Am frühen Nachmittag war der Campingplatz „Oma Eichler“ in Untertrubach erreicht. Dass die Fränkische Schweiz eine Region im Bayrischen Franken ist und nicht in den Alpen liegt, scheint für viele keine Selbstverständlichkeit zu sein. Einig waren wir uns jedoch, dass sich Heidi auch im idyllischen Frankenjura zwischen Wäldern, Wiesen, urigen Dörfern und überall sprießenden Felstürmchen wohlfühlen würde. Statt mit Ziegenpeters Ziegen müsste sie halt mit den nebenan wohnenden Schafen vorliebnehmen.

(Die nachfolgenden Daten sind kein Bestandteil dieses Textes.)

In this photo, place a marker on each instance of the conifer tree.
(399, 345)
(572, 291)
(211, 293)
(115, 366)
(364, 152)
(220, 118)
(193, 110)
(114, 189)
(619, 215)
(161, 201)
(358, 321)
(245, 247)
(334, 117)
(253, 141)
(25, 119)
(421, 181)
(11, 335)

Ob Ziegenpeter dem sich der Herde nähernden Robin wohl auch einen so heftigen Hieb versetzen würde wie es hiesiger Elektrozaun tat? Dieser bot die nächsten Tage jedenfalls noch genügend Anlass zu Exkursionen in sowohl theoretischer als vor allem auch praktischer Physik.

 

Zügig wurden nun drei Zelte aufgebaut und der erste Einkauf erledigt. Eingedeckt mit der für Felsausflüge sehr wichtigen guten Verpflegung begaben wir uns mit Sack, Pack und obligatorischer Kaffeemaschine endlich an die „Betzensteiner Sportkletterwand“, die sich als „Graischer Bleisteinwände“ herausstellten; ein kleiner Fehler bei der Eingabe der Koordinaten ins Navi, das einem bei der verwirrenden Vielfalt an Klettermöglichkeiten ansonsten ein nützlicher Helfer ist.

 

An den Bleisteinwänden ist es zwar etwas feucht und dunkel, die vielen leichteren Routen boten jedoch den weniger Erfahrenen günstige Gelegenheiten, sich im Toprope an den noch ungewohnten Fels heranzutasten. Aber auch Michi fand die eine oder andere Route im unteren 8ten Schwierigkeitsgrad, um seinen die nächsten Tage folgenden bunten Reigen an 8er-Routen zu eröffnen. Zudem hielt das dichte Blätterdach die wieder einsetzenden Regenschauer ab.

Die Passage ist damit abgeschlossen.